There’s lots of information on the interweb for Mastering Engineers (MEs) about mastering for streaming, but I still see a lot of questions about levels for streaming. This needs to be cleared up. I think the confusion exists because the information is a bit disjoined, so here’s my attempt to clean it all up for you so you can just go ahead and master songs without worrying about levels.
This article applies to any streaming service, Spotify, Apple Music, Tidal, YouTube etc, but I’ll be using actual figures from Spotify as they’ve publically provided the most detail on how their systems work. This will give you concrete information to work with, and you can use the following techniques to work with any streamer.
If you don’t want to read through all of the detail, you can jump to the takeaway here, otherwise read on.
A ME has two possibly conflicting roles. First is to make the music in front of you sound as good as possible to your, and/or your client’s ears. This is the creative part. Second is to make sure that the finished work is technically competent for mass release. This is the engineering part.
As we can see below, most of you have had the engineering part pretty easy for the last few decades, streaming requires you to pick your game up a bit 🙂
A long long time ago, in a studio far, far away
To be a ME meant working with vinyl, a compromised medium. You needed a creative head to exploit the vagaries of the medium, and a solid engineer head to make sure it would work. Levels, average and peak were very important, and if you got it wrong, either the tracks you’d been working on wouldn’t actually fit on the album, or the record would be unplayable – the needle would literally jump out of the groove!
For the last 40 years however we’ve all been working with digital files on CD. Now anything you did in the studio, anything stored on your DAW would be faithfully transcribed onto a CD.
This meant you could use any level, clip on your ADCs or ITB with levels or limiters, and the CD didn’t care. Creatively you could so what you wanted. Technically, the job was trivial – as long as you fed the CD output software with the right information and copied it right, it was job done.
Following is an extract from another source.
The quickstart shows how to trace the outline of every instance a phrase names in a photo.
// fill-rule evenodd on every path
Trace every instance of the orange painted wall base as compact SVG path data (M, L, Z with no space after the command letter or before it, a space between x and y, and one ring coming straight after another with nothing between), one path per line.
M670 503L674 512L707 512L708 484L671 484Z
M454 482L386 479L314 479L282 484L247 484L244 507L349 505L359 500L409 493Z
Of course this ultimately led to the loudness wars, where MEs were instructed by the labels and/or clients to compress the life out of the music, to make it as loud as possible on the CD. The CD happily obliged. In the real world however, broadcasters started to normalise the music, so it was broadcast able, and also applied their own loudness algorithms to compete with other stations. Oh happy days.
The users in turn started to get irritated. Super loud adverts, everything sounding the same etc etc. It didn’t help that they all seem to have an aversion to using the volume controls on their music players to adjust levels.
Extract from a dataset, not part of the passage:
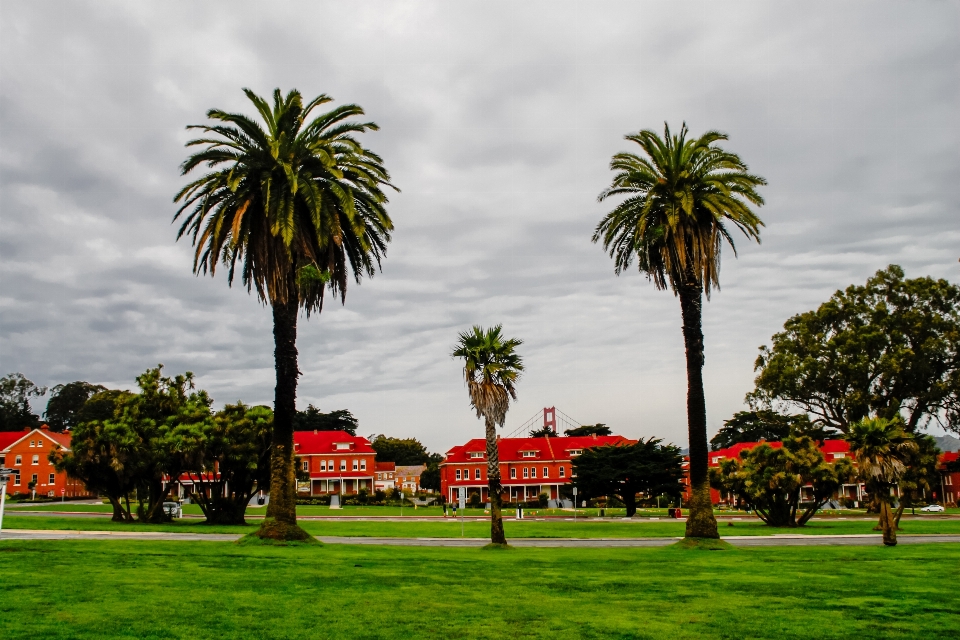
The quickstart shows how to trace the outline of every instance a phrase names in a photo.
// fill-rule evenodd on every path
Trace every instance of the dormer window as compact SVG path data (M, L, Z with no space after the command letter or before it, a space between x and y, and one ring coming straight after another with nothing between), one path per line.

Also behind the scenes, you probably weren’t aware that clipped music on your CDs might sound different when it was played on consumers CD players. More on this later on.
Cometh the Streamers
Streaming has always been sold as being on the consumer’s side, not the artists or engineers. They strive to make the whole process as easy as possible for the consumer. Part of this is loudness normalisation, where as you stream playlists of any combination of music in the world, the music player adjusts the volume, so they all sound roughly the same level. This means that a loud CD track plays out at the same level as quieter, more dynamic CD track.
It’s this level normalisation that has caused all of the confusion, with MEs not quite sure what levels to master for streaming. Actually it’s quite easy.
This is how Spotify does it. Note, I don’t love Spotify, they are just more candid publically on their processes than the others, so it’s easier to explain. This is how it works
- You send your master to Spotify as a Flac file ideally. At this point it is exactly the same as your studio master
- If needed, they sample rate convert it to 44.1KHz. The bit depth is maintained. i.e you supply it as a 192KHz 24 bit file, they end up with a 44.1KHz 24 bit file
- They convert it to multiple compressed formats. This is because the format you listen to depends on the player (Web or App), how much you pay (free or paid) and what settings you choose (low, high, very high). They make AAC 128, and 256 kbps files and Ogg/Vorbis 96, 160 or 320 kbps files
- They run a level detecting bit of software that works out the average loudness in integrated LuFs, of the compressed file, and it attaches this number as metadata in the compressed file
At this point, it’s important to note that your file has not been level adjusted or limited, just converted to a lossy format. There is a danger point here however – see Clipping later on.
On the user side:
- The user plays out the file on their phone, PC, whatever. The compression quality they hear is determined by point 3 above (which is why Spotify sounds different depending on how you listen to it)
- The Spotify player plays the file out so that it has a LuFs of -14dB. To do this it looks at the metadata in the file and either trims it down (metadata LuFs is higher that -14dB) or trims it up (metadata is less than -14dB). If it trims it up, it also applies a limiter at -1dBFs with a 5mS attack time
- If the user plays it out as an album track, the whole album is normalised to the loudest track, so the relative levels of the track in the album are maintained
So far so good, but the amount of clipping in the file also changes things slightly.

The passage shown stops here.